Furthermore, it is of relative dimension zero. This can be seen completely explicitly. If $\mathfrak{p}$ is any prime ideal of $k[x]$ not containing $x$ (i.e. any prime ideal except $(x)$), then the fiber $S\otimes_R \kappa(\mathfrak{p})$, where $\kappa(\mathfrak{p})$ is the residue field at $\mathfrak{p}$, is the ring $\kappa(\mathfrak{p})\times \kappa(\mathfrak{p})$, which is zero-dimensional because it is a product of fields. If $\mathfrak{p}$ contains $x$ i.e. equals $(x)$, then $S\otimes_R \kappa(\mathfrak{p})$ is $\kappa(\mathfrak{p})\times 0 = k\times 0 \cong k$, again a zero-dimensional ring.

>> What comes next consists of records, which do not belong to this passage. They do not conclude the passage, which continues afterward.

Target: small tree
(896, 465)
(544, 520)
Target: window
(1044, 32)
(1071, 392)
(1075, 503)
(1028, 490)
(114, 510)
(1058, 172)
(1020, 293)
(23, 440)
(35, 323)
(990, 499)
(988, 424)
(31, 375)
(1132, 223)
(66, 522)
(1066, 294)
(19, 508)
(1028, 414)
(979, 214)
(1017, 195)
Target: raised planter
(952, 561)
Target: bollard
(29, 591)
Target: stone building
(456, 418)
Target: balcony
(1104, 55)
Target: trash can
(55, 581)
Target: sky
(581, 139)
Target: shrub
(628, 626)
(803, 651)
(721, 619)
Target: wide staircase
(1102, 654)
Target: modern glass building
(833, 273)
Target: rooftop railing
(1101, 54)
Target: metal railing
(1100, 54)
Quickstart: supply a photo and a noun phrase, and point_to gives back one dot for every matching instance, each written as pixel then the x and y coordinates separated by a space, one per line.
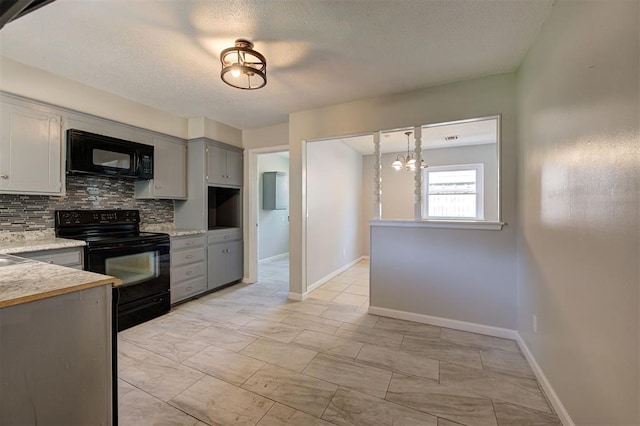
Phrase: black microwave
pixel 90 153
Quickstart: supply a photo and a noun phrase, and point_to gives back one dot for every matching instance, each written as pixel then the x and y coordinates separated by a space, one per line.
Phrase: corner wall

(It might be easier to understand it geometrically. $R$ is the coordinate ring of a line; $S$ is the coordinate ring of two disjoint lines, one of which is missing a point; and the map $R\rightarrow S$ is induced from projecting the two lines down to the one. If $k$ is algebraically closed, then the elements of the Specs are exactly the points of these lines, plus a generic point for each line. The fiber over any point of the downstairs line is a pair of points of the upstairs lines, unless the point downstairs is under the hole upstairs, in which case the fiber is a single point. In either case, the fiber is zero-dimensional. The situation with the generic points, which is the case $\mathfrak{p}=0$, so $\kappa(\mathfrak{p})=k(x)$, and $S\otimes_R \kappa(\mathfrak{p}) = k(x)\times k(x)$, just captures the generic situation with the closed points.)
Anyway, although $R\rightarrow S$ is faithfully flat and of relative dimension zero, it does not satisfy going-up. In particular, the prime ideal $k[x]\times 0$ in $S$ lies over the zero ideal in $R$, but there is no prime ideal of $S$ that contains this one and lies over $(x)$ in $R$, because it would have to contain both $\Delta(x) = (x,x)$ and also $(1,0)$, but then it would contain $(x,x) - (x,0)(1,0) = (0,x)$, and then it would $(0,x)(0,x^{-1})=(0,1)$, and then it would contain $(1,0)+(0,1)=(1,1)$, which is the multiplicative identity in $S$. (Geometrically, $0\subset R$ is the generic point and $(x)\subset R$ is the point $x=0$, and the inclusion $0\subset (x)$ in $R$ witnesses the fact that we can specialize the generic point to $x=0$. The generic point of the line-missing-a-point from $\operatorname{Spec}S$ projects to the generic point of $\operatorname{Spec}R$, but it cannot be specialized to a point that lies over $0$, because this point is missing.)